Innovation Without Boundaries
Beware of mental models that crowd out innovation
Elba Pareja-Gallagher | UPS
As a member of a corporate strategy team, innovation is in my job description. The cross-functional team that I’m part of is responsible for developing commercially viable concepts for how to compete in e-commerce deliveries. Since the pressure keeps growing, I’m often searching for creative approaches. Recently, I found interesting ideas in a Harvard Business Review article by W. Chan Kim and Renée Mauborgne describing the mental models that trap us in “red oceans.”
Water Water Everywher
A red ocean is a metaphor for a market bloody from crowded, cut-throat competition where profits and growth are challenged and products become commodities.
Contrast this with a blue ocean – an untapped market, uncontested market space and new demand. The entrepreneur defines the rules of the game and there is highly profitable growth. Blue Ocean Strategy principles are based on a mindset of no boundaries. No customer boundaries, no industry boundaries, no functional boundaries.
To sustain innovation and value in today’s consumer-driven market we are in constant search of blue oceans.
Trapped in Cut-Throat Competition
To avoid getting trapped in red oceans, we must avoid six limiting paradigms. There are three that are very relevant to our work in developing unique solutions for the e-commerce retail segment:
- Solving only for your customers’ problems. Ask the question: Who is not using your products and why? In the B2C domain, sometimes it’s hard to imagine who’s not ordering online… but they are out there. In fact, by thinking about non-customers, our new product development team envisioned the UPS Access Point Network.
- Thinking just about technology innovation, instead of “value innovation.”Technology isn’t the solution to every problem, and can sometimes create new problems. That reminds me of a similar idea I uncovered from reading a Bain & Co. report during our peak 2014 holiday season. Bain described the importance of value-driving characteristics including emotional benefits like reducing anxiety, reducing effort, saving time and enabling self-actualization.
- Obsessing over cost reduction at the expense of value creation. Bare bones doesn’t work. Value innovation requires ideation that strategically balances the costs and benefits of features. Improve and add features that customers pay for and kill features that don’t have commercial value.
Both-And
I find it intriguing that Kim and Mauborgne’s approach to strategy is “both-and,” meaning companies have to develop products and services that are both low cost and provide differentiated features. Sometimes this seems impossible. It’s also contradictory to the fundamental principles of Michael Porter’s framework of three generic strategies.
Porter, a leading authority on economics and competitive strategy, described the three generic strategies in his book, Competitive Advantage: Creating and Sustaining Superior Performance. His approach to sustaining a competitive advantage suggested every company had to choose one strategy to acquire a competitive advantage: achieving the lowest cost, differentiating its products and services or dominating a niche.
The marketplace has changed dramatically since he first published his classic work. Today, we exist in a world that that feels more like the theories of economist Joseph Schumpeter.

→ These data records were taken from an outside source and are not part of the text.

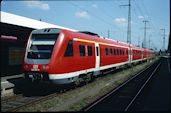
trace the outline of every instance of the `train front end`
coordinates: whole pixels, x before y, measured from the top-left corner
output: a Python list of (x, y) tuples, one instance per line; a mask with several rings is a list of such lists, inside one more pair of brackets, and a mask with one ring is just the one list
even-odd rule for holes
[(48, 72), (55, 43), (61, 29), (34, 30), (28, 39), (23, 62), (25, 79), (49, 81)]

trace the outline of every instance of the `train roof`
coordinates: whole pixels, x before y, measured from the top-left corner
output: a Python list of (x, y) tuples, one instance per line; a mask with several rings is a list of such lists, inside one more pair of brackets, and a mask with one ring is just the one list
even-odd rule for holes
[(38, 21), (38, 20), (34, 20), (31, 18), (27, 18), (27, 17), (15, 15), (15, 14), (3, 12), (3, 11), (0, 11), (0, 14), (1, 14), (1, 22), (2, 23), (18, 25), (18, 26), (28, 27), (28, 28), (33, 28), (33, 29), (59, 28), (59, 29), (67, 29), (67, 30), (71, 30), (71, 31), (77, 31), (74, 29), (70, 29), (70, 28), (66, 28), (66, 27), (62, 27), (62, 26), (58, 26), (58, 25), (54, 25), (54, 24), (50, 24), (50, 23), (46, 23), (46, 22), (42, 22), (42, 21)]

Schumpeter coined the phrase creative destruction. He believed the economy is driven by the entrepreneur who develops new approaches to production and drives cycles of constant change. Schumpeter warned us that this radical innovation can destroy organizations that suddenly find their processes outdated.
Sustainable Competitive Advantage
And that brings me to Rita Gunther McGrath, who like Schumpeter, also suggests that the notion of sustainable competitive advantage no longer exists. In her book, The End of Competitive Advantage: How to Keep Your Strategy Moving as Fast as Your Business, she posits that today’s relatively boundary-less and barrier-free markets require companies to exploit temporary competitive advantages. Globalization, digitization, transparency and access to resources have changed the game. Companies must innovate constantly and shed declining businesses.
Gunther McGrath talks about the need to reconfigure assets, people, and capabilities continuously as the organization shifts from one opportunity to another. Having spent my career exposed to finance, I understand the value of liberating capital that is tied up in unprofitable products and services.
So where does all this theory lead? It reminds me that in this world of shifting advantage, creative destruction, and constant change, we need to apply new ways of thinking. To innovate without boundaries, we need to beware of the mental models that limit us. To discover those high-profit blue oceans, we must avoid mental traps – we must question, challenge and reframe the assumptions and models we’re using. We must also have the courage to be risk takers and fast decision-makers.
Elba Pareja-Gallagher is Director of Finance Global B2C Strategy at UPS.